Matrisome analysis of NSCLC unveils clinically-important cancer-associated extracellular matrix changes.

INTRODUCTION

Non-small cell lung carcinoma (NSCLC), comprising adenocarcinoma (LUAD) and squamous cell carcinoma (LUSC), is characterized by an active desmoplastic stroma with an accumulation of extracellular matrix (ECM) proteins. ECM remodeling is a key feature of cancer progression, but the identification of specific therapeutic targets within this compartment remains challenging.

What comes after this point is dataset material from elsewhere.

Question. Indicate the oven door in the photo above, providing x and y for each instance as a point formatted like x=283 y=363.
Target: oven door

Recent studies suggest a link between increased desmoplastic stroma and malignancy in NSCLC, the role of ECM proteins in disease pathogenesis remains unclear.

METHODS

We analyzed an exploratory cohort of Pan-Cancer Atlas and a study cohort to identify differentially expressed ECM proteins. Our focus was on fibrillar components (elastin, fibrillin, collagens), glycosaminoglycans (chondroitin sulfate and heparan sulfate), and matricellular proteins (SPARC). Bioinformatics analysis highlighted matrix proteins that modulate ECM functionality and structure, potentially serving as biomarkers and/or therapeutic targets.

RESULTS

Adenocarcinomas exhibited an ECM enriched with abnormal elastin, chondroitin sulfate, and SPARC. Collagen IV expression in the basement membrane was reduced, while collagen III and V were prominent around tumors. LUSC showed more fibrotic ECM, leading to a stiffer microenvironment. While LUSC's basement membrane may be fragmented, it often retains more intact collagen IV compared to LUAD. High elastin expression in LUAD correlated with smaller tumors (P = 0.022), while fibrillin-2 expression was linked to T1 stage (P = 0.035) and pathological stage I (P = 0.014). In LUSC, elastin expression correlated with negative lymph nodes (P = 0.037). SPARC was an independent factor for overall survival for both subtypes (P < 0.05).

CONCLUSION

This study provides insights into matrix changes in NSCLC and identifies promising candidates for targeted therapies.